It’s that time of year. Time to freshen-up the house, your closet, and the yard. Another important item that should be on your spring-cleaning “to do” list: tidy-up your personal financial situation. Don’t know where to begin? Here’s an easy four-step checklist!
#1: Organize your important documents.
Although many companies are delivering information electronically, some businesses still send paper documents via snail mail. Even after signing up for every possible paperless statement, documents can still pile up. Here’s a list of common documents and what you should do with them.
- Tax returns – Retain permanently but discard supporting documentation after seven years.
- Pay stubs – Keep final end-of-year pay stub but discard all others.
- Bank statements – Discard after each year’s tax return has been prepared.
- Credit card statements – Toss after each year’s tax return has been prepared.

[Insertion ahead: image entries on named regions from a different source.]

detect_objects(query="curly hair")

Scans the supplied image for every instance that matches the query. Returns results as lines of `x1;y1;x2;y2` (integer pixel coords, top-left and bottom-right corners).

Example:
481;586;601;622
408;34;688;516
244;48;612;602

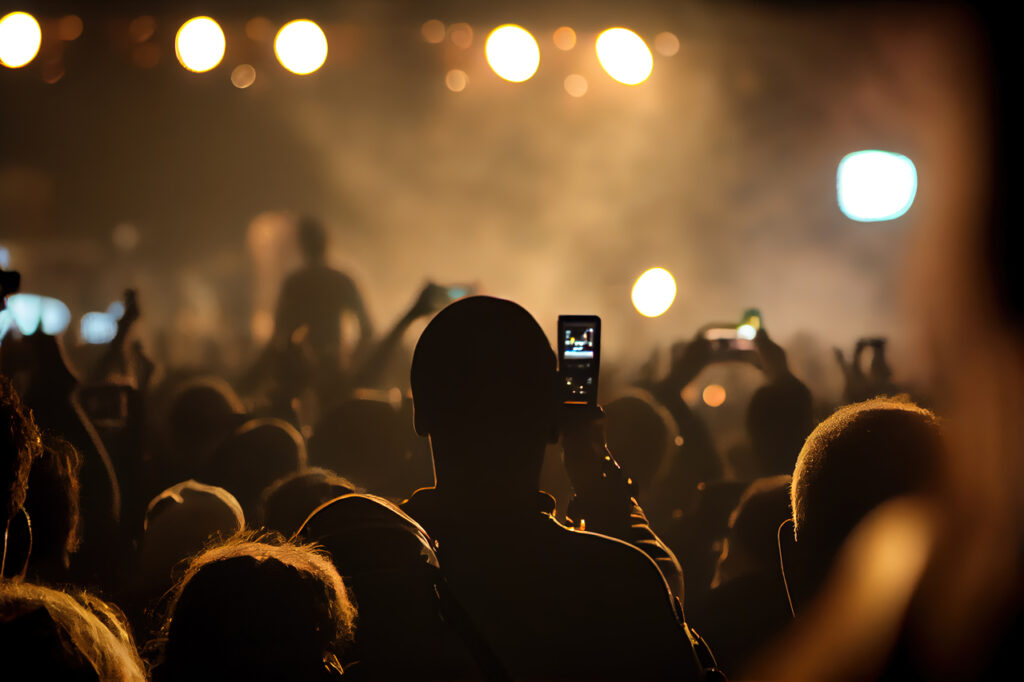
0;376;43;525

However, if you need them for long-term tax records, keep them with that tax return.
- Paid bills – Discard after payment has been confirmed unless they are tax-related documentation.
- Investment statements – Keep until the account is closed and the information is no longer needed for tax purposes.
- Social Security reports – Save the most recent annual statement illustrating earning and benefits.
- IRA records – Retain for seven years after you close your IRA.
#2: Check your credit report.
The first step to maintaining good credit is being aware of your credit score and what’s on your report. You should review your credit report at least once per year. Why? For one, it’s important to ensure you aren’t a victim of fraud or identity theft. If your report contains information that you don’t recognize (e.g., names or account numbers), report it immediately. Secondly, credit agencies can make mistakes. The only way to correct them is to check your credit report for errors and notify the agency of incorrect data.
The good news is, it’s easy to do. The Fair Credit Reporting Act (FCRA) requires the three main credit agencies (Equifax, Experian and TransUnion) to provide you with a free copy of your credit report once per year. All you have to do is visit www.annualcreditreport.com to order yours. Why is knowing your credit rating so important? Maintaining good credit means you won’t have any unwelcome surprises when you apply for a new credit card, auto loan, or mortgage!
#3: Review your beneficiary designations.
When was the last time you checked your 401k beneficiaries? How about the beneficiary named on your employer-provided life insurance when you first started your job? Chances are you haven’t checked either of them recently. Think you’re covered because you updated your last will and testament? It doesn’t work that way. Assets with designated beneficiaries transfer automatically, regardless of what is written in your will or trust.
You need to keep your listed beneficiaries up-to-date to ensure that the named individuals and charities reflect your current wishes. This spring, take time to review all your retirement accounts (401k, 403b, IRA, etc.), life insurance policies, and annuity contracts to make certain the appropriate beneficiaries are named.
And while you’re at it, review all your estate documents, including your power of attorney, living will, health care representative, as well as your will and any trust documents, to ensure they are still in sync with your wishes. Don’t have estate documents? Now’s the perfect time to contact an estate planning attorney for help!
#4: Evaluate retirement savings - increase if possible.
Do you know how much money you’re saving for retirement? If not, take inventory of the amount you’re contributing to your 401k, 403b, IRA, or other retirement accounts on a monthly or annual basis. Then determine what percentage of your income your retirement savings represent. Having an idea of exactly how much money you are saving is the first step for this check-list item.
Once you have a handle on how much you’re saving, try to increase that amount. Many experts recommend putting 15 percent of your gross income toward retirement – at a minimum. If your current retirement savings fall short, consider bumping up your contributions to meet the recommended target. Increasing the amount of money you put aside each year by 1 to 2 percent (or more, if possible) will help to ensure you are financially secure during your retirement years.
Using this four-step checklist to clean up your personal finances will give you the same sense of accomplishment as getting your house all spic-and-span for the spring season. More importantly, reviewing your financial situation periodically will give you a sense of control over your financial life!